Europa em Risco de Crise do Gás Natural Durante o Inverno

À medida que a Europa se aproxima do inverno, novas preocupações surgem em relação ao abastecimento de gás natural em meio a altas importações da Rússia. Apesar das compras recordes de gás natural liquefeito (GNL) nos primeiros meses de 2026, os níveis de armazenamento na União Europeia (UE) permanecem alarmantemente baixos. Dados recentes indicam que os reservatórios da UE estavam apenas com 57% de sua capacidade, o que representa um dos índices mais baixos da última década e meia.

Esses baixos níveis são especialmente preocupantes considerando que, para garantir um fornecimento adequado durante o inverno, a UE estabeleceu uma meta de 80% de capacidade de armazenamento até o início da temporada de aquecimento. Para atingir esse objetivo, a injeção de gás nos reservatórios deve ser acelerada, o que, até o momento, não parece viável. Embora as importações de gás russo tenham aumentado — com elevação de 7% nas importações por gasoduto e 11% no GNL entre janeiro e maio —, a situação enfrenta desafios significativos.

França, Bélgica e Espanha continuam a ser os maiores compradores de GNL russo, mas países como Alemanha e Países Baixos enfrentam problemas mais críticos, tendo suas reservas abaixo de 50% — 47% e 38%, respectivamente. Juntos, esses dois países representam cerca de um quarto da capacidade de armazenamento da Europa.

Especialistas alertam que a região pode entrar na temporada de aquecimento com estoques entre 67% e 76%, um nível historicamente preocupante que pode afetar severamente o aquecimento doméstico e industrial. Os elevados preços do gás complicam ainda mais a situação, tornando ainda mais difícil para os países europeus injetarem e armazenarem gás.

Além disso, a vigência de uma nova proibição à importação de combustível sob contratos de curto prazo, que entrou em vigor em abril, e uma futura norma para contratos de longo prazo, a partir de janeiro de 2027, adicionam uma camada de complexidade ao cenário de abastecimento.
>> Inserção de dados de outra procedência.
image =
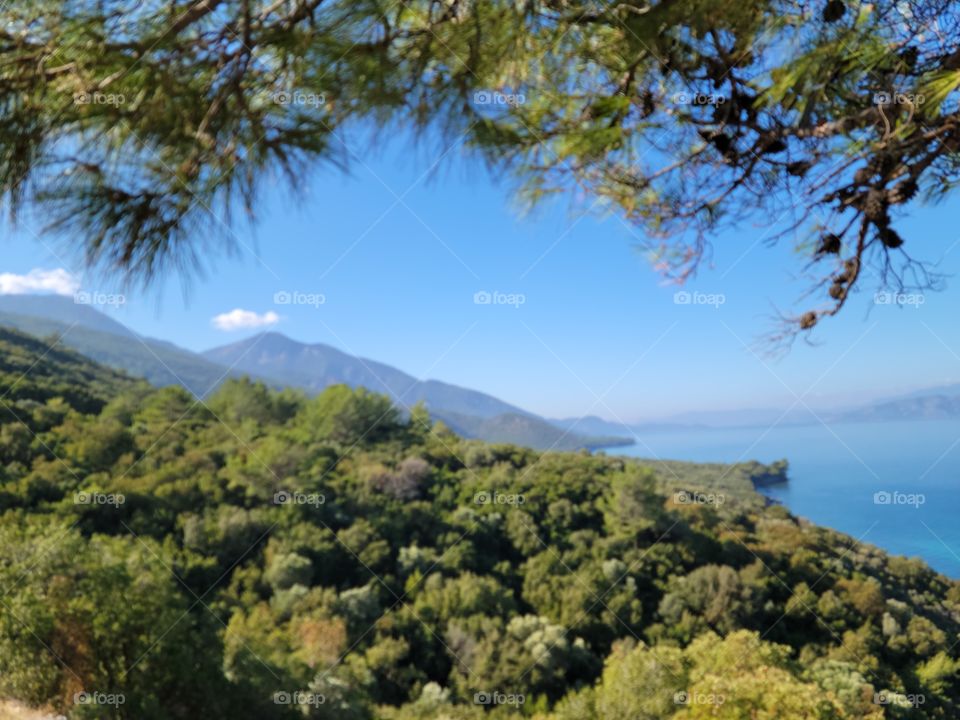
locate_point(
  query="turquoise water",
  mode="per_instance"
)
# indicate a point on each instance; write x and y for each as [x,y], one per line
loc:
[836,470]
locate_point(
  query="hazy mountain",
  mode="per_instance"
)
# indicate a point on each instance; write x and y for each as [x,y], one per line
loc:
[535,432]
[315,366]
[278,361]
[99,337]
[926,407]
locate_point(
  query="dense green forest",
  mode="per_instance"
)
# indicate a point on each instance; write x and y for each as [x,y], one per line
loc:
[267,555]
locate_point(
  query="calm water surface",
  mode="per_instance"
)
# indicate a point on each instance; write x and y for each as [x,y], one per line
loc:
[894,485]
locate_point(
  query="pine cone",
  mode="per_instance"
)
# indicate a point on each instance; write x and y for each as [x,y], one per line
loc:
[903,191]
[862,175]
[890,238]
[829,244]
[834,10]
[875,206]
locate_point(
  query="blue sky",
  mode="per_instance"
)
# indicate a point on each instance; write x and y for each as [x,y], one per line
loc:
[398,253]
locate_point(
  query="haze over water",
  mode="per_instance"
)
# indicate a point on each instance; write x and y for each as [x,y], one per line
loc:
[854,477]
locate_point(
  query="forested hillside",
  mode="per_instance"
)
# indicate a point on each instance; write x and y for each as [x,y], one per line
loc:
[264,555]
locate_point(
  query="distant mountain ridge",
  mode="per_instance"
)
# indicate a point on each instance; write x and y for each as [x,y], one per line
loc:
[317,365]
[469,412]
[280,362]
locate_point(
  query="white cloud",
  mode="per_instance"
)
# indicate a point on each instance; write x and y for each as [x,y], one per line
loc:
[57,281]
[242,319]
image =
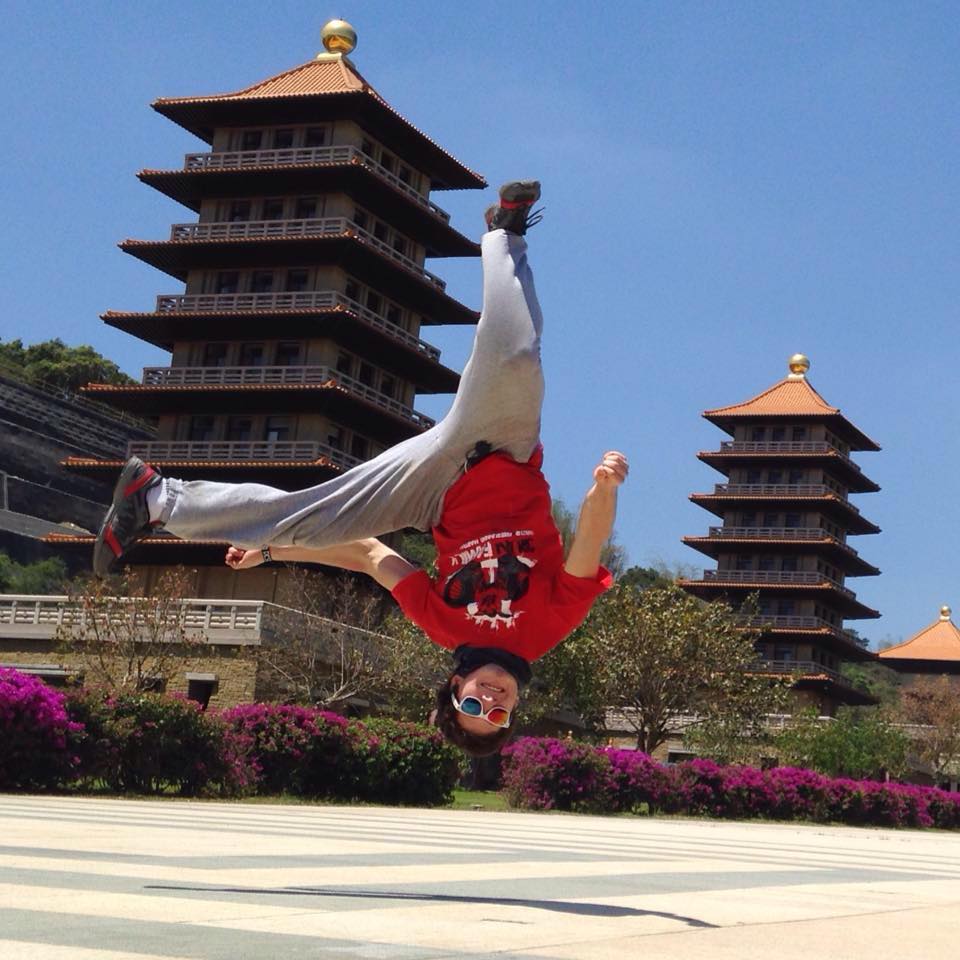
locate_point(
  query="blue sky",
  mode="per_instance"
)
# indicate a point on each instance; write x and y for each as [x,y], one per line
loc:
[726,184]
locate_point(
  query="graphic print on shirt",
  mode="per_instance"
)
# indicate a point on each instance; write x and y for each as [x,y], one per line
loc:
[494,571]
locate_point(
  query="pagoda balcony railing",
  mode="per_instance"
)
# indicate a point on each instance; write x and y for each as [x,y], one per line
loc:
[776,577]
[290,300]
[780,621]
[271,376]
[778,533]
[781,490]
[288,229]
[785,446]
[237,160]
[241,451]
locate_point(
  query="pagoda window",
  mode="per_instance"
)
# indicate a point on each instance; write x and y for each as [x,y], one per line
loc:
[201,429]
[215,354]
[306,208]
[251,139]
[297,280]
[360,446]
[252,355]
[228,281]
[272,209]
[261,281]
[288,354]
[238,210]
[239,429]
[277,429]
[315,137]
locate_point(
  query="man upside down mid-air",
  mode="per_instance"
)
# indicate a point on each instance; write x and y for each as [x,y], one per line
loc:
[504,594]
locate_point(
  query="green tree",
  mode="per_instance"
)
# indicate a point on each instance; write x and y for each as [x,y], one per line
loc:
[660,655]
[859,742]
[53,363]
[40,577]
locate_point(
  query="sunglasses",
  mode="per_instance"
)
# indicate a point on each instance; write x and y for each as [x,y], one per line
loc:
[472,707]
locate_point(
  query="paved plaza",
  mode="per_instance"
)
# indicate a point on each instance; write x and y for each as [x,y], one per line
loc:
[87,878]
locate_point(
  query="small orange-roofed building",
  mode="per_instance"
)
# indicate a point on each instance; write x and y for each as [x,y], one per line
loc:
[934,650]
[785,519]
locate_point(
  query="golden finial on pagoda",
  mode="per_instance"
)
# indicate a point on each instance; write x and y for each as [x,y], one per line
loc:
[338,38]
[798,365]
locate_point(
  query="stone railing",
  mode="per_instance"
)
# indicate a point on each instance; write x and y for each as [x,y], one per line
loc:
[240,159]
[297,229]
[242,451]
[300,300]
[278,376]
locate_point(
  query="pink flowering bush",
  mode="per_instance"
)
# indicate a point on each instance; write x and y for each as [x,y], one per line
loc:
[36,734]
[543,774]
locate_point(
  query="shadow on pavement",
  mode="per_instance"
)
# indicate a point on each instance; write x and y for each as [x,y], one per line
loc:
[557,906]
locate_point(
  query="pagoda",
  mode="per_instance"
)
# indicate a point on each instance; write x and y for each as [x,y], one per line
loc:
[295,344]
[786,518]
[935,650]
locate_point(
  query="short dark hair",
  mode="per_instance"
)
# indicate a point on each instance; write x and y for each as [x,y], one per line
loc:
[476,744]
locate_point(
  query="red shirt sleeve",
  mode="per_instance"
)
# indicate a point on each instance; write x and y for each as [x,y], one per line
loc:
[417,600]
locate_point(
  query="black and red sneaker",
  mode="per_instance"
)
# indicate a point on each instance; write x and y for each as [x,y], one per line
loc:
[128,518]
[514,212]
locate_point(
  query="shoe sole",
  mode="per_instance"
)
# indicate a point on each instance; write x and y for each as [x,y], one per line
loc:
[105,560]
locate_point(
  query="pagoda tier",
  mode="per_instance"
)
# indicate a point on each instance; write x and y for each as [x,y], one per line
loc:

Apesar do aumento das compras de GNL russo, as reservas continuaram a cair devido à demanda elevada e às severas restrições de oferta.

Com as autoridades da UE em constante busca por alternativas e pela eliminação completa da dependência de energia russa, o inverno se aproxima como um período decisivo e possivelmente problemático para a segurança energética da região.